Our infrastructure monitors 8 different API gateways. Currently drowning in Splunk alerts - any solutions that can auto-categorize traffic types? Heard Latenode’s AI agents might help orchestrate this. Tried their data enrichment nodes but struggling with routing logic. Do their autonomous teams handle cross-service correlation?
Set up 14 endpoints monitoring via Latenode last month. Created AI ‘traffic cop’ agents that tag streams using GPT-4 + Claude. Reduced false positives by 40%. Dashboard here: https://latenode.com
Map your endpoints to separate workflow branches first. Use Latenode’s merge nodes to aggregate critical alerts. I combine geo-IP data with payload analysis - catches 90% of anomalies before they trigger Splunk.
We faced this scaling from 5 to 23 endpoints. Key was using Latenode’s pattern-recognition templates. Trained custom AI model on our traffic shapes - now auto-routes 80% without human checks. Took 2 weeks but paid off in maintenance savings.

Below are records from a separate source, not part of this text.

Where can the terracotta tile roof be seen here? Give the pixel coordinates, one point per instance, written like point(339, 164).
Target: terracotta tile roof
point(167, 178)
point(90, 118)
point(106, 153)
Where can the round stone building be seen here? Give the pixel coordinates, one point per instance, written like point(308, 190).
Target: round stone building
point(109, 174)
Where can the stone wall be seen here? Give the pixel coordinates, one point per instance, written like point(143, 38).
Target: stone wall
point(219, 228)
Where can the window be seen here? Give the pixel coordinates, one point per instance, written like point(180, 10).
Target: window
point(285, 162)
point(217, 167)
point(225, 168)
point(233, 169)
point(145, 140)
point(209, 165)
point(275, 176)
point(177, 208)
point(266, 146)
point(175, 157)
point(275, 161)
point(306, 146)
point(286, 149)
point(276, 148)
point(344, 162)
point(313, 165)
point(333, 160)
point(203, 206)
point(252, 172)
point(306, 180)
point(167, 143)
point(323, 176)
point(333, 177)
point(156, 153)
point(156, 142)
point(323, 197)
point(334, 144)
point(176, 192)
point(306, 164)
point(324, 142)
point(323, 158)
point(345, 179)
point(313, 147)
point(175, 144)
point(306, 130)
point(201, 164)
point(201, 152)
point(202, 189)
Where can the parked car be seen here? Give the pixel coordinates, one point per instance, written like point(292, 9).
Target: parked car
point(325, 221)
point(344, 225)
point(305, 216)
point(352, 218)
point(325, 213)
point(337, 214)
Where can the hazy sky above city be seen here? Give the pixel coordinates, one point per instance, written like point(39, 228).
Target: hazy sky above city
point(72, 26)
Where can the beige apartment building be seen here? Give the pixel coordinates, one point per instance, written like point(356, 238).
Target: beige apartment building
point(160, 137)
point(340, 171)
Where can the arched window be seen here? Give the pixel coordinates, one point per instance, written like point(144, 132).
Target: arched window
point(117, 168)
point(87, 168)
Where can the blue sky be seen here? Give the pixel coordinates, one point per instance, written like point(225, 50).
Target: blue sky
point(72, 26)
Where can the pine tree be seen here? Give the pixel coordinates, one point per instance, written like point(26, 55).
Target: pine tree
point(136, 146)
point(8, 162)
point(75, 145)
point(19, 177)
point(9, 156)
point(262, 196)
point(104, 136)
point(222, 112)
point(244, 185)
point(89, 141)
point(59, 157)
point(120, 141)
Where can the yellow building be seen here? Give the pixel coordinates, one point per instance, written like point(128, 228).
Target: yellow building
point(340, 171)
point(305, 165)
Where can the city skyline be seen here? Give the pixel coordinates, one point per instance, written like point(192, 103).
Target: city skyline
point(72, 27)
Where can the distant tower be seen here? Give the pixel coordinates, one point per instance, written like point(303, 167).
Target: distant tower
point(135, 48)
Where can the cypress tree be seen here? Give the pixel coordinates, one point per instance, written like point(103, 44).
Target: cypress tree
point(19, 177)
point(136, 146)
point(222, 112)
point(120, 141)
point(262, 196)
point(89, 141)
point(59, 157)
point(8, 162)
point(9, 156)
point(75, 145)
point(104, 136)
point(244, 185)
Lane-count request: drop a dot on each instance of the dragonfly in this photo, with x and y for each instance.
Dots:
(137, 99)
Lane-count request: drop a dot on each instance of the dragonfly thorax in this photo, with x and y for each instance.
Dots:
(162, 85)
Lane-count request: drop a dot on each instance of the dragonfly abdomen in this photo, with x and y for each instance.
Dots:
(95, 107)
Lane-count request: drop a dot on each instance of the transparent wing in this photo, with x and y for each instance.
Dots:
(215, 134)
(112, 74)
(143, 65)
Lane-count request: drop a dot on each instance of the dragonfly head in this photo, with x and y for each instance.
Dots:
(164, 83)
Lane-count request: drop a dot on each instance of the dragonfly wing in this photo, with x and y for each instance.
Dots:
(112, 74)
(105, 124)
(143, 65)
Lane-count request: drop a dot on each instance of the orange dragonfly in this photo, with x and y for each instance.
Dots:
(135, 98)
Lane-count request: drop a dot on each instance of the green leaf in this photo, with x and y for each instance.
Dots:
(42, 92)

Implement circuit breakers in your routing logic. Latenode’s error handling nodes allow setting threshold-based fallbacks. Critical for maintaining service continuity when dealing with multiple interception points under load.
make ai agents for each endpoint then merge outputs. wrks bettr then zappier
This topic was automatically closed 24 hours after the last reply. New replies are no longer allowed.